Desktop Web App Integration Testing Framework

Background

The WebAppProvider system has very wide action space and testing state interactions between all of the subsystems is very difficult. The integration testing framework is intended to help testing critical user journeys for installable web apps in a scalable fashion.

The framework and process is broken down into the following pieces:

A list of critical user journeys and the actions used to make those journeys.
A script that can process these (along with information about which action is supported by which platform).
Tests generated by the script that use the WebAppIntegrationTestDriver to execute actions.
Coverage information about what percentage of the critical user journeys are covered.

How-tos:

WebAppProvider README.md

When to add integration tests?

Any web app feature (or any code in general) should have a combination of unit tests and browser tests that focus on testing the specific feature itself. Unit tests are the least likely to become flaky, and allow fine-grained testing of a system. Browser tests are more likely to be flaky but enable testing with most of the system running. Regular unit tests or browser tests should be used for testing system parts in isolation and for testing minute details like handling of error cases.

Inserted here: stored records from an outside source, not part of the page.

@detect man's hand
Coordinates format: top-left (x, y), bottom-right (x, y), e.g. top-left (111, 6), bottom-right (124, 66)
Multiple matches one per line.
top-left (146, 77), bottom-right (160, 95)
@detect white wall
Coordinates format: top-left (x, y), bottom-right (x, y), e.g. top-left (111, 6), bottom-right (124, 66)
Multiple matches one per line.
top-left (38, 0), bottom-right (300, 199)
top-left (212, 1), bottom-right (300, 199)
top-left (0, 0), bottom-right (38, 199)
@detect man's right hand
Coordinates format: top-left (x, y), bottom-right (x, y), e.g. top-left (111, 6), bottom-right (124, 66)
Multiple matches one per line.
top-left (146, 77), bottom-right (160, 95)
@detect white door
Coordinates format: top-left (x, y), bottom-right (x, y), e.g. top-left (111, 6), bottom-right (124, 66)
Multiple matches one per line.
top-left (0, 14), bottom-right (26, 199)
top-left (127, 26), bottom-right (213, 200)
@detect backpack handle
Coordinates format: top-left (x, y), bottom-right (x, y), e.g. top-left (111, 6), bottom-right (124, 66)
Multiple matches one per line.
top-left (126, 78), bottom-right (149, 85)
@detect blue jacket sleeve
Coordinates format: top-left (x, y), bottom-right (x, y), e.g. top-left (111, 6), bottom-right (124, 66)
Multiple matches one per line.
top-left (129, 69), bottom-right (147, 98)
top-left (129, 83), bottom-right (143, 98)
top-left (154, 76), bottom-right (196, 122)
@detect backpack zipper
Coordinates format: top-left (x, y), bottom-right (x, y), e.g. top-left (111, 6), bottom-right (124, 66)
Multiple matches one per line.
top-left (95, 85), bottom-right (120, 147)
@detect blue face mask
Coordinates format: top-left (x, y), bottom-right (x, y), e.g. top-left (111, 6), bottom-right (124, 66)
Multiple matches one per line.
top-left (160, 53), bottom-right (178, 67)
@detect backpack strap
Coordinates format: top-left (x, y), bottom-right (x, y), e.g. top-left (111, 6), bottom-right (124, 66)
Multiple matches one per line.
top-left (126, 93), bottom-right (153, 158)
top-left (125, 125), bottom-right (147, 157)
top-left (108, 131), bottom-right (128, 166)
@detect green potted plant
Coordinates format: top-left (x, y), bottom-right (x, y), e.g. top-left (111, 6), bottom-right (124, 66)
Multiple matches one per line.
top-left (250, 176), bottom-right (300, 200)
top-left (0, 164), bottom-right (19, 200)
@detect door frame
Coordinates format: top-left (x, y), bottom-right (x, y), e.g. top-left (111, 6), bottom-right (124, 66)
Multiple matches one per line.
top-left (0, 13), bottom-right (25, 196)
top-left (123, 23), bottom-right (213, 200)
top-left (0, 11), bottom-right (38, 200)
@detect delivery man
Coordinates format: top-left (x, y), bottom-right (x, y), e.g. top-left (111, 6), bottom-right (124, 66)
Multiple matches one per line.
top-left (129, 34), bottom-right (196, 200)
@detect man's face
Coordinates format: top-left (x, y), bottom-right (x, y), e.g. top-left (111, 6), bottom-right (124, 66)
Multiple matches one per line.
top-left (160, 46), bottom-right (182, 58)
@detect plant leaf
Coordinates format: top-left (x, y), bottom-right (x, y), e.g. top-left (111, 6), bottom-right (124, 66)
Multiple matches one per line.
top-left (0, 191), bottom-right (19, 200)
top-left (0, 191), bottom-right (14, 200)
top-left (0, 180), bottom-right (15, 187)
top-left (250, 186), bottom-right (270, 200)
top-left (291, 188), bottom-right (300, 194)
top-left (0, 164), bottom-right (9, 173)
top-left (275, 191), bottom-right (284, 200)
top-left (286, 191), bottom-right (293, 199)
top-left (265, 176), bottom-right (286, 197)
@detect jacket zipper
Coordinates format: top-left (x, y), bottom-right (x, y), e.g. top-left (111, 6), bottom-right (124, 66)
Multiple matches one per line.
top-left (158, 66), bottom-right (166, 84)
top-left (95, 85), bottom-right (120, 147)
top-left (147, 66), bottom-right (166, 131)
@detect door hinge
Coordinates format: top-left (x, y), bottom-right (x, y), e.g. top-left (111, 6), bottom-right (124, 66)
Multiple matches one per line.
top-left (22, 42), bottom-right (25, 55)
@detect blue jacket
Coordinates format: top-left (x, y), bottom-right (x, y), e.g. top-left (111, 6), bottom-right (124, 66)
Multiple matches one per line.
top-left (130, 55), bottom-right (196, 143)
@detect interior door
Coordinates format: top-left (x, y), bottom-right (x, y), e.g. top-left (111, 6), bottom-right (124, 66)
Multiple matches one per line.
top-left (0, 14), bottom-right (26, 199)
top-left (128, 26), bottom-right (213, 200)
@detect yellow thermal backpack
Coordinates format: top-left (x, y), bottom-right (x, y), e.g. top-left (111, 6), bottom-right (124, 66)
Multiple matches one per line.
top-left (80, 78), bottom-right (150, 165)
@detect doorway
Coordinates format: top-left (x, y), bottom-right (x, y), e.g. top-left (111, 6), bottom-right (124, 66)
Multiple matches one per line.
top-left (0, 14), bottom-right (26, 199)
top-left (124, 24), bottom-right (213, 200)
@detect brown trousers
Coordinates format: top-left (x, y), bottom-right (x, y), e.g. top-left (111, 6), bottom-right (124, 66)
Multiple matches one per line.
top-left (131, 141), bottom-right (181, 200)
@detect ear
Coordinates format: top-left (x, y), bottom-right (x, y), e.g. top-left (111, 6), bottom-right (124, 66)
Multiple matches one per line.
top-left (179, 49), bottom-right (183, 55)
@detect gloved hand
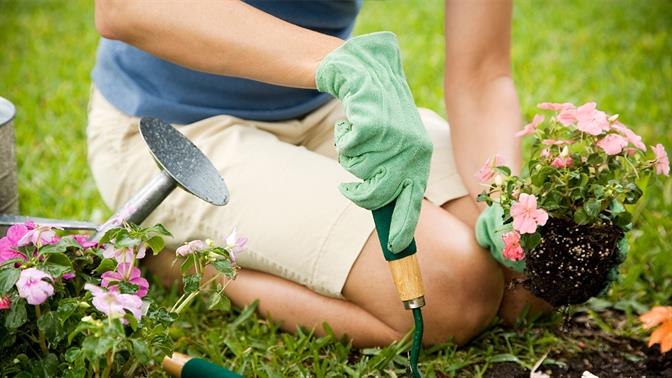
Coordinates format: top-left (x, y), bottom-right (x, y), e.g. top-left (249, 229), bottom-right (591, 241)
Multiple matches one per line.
top-left (315, 32), bottom-right (432, 253)
top-left (475, 203), bottom-right (527, 273)
top-left (475, 203), bottom-right (629, 292)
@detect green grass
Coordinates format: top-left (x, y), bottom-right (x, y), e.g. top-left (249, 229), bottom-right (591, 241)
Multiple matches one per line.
top-left (1, 0), bottom-right (671, 376)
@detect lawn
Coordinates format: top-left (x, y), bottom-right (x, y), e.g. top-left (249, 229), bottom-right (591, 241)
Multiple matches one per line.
top-left (1, 0), bottom-right (670, 376)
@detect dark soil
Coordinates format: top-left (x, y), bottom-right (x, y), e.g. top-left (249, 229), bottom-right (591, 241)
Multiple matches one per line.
top-left (525, 217), bottom-right (624, 307)
top-left (483, 311), bottom-right (672, 378)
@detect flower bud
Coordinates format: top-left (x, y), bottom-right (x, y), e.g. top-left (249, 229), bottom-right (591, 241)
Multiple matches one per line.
top-left (494, 174), bottom-right (504, 186)
top-left (561, 146), bottom-right (570, 157)
top-left (78, 301), bottom-right (90, 309)
top-left (608, 114), bottom-right (619, 122)
top-left (81, 315), bottom-right (95, 323)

Integration tests are required for all critical user journeys for the dPWA (or installable web app) product. If a feature is to be considered “supported” on the dPWA platform, then it MUST have it's critical user journeys described and integration tests generated for these journeys.

Future Work

Change arguments from string values (e.g. "SiteA") to enumeration values (e.g. Site::kSiteA).
Making test generation friendlier for the developer.
- Detecting incorrect tests.
- Modifying tests automatically in common scenarios.

Terminology

Action

A primitive test operation, or test building block, that can be used to create coverage tests. The integration test framework may or may not support an action on a given platform. Actions can fall into one of three types:

State-change action
State-check action
parameterized action

Actions also can be fully, partially, or not supported on a given platform. This information is used when generating the tests to run & coverage report for a given platform. To make parsing easier, actions are always snake_case.

State-change Action

A state-changing action is expected to change the state chrome or the web app provider system.

Examples: navigate_browser(SiteA), switch_incognito_profile, sync_turn_off, set_app_badge

State-check Action

Some actions are classified as “state check” actions, which means they do not change any state and only inspect the state of the system. In graph representations, state check actions are not given nodes, and instead live under the last non-state-check action.

All actions that start with check_ are considered state-check actions.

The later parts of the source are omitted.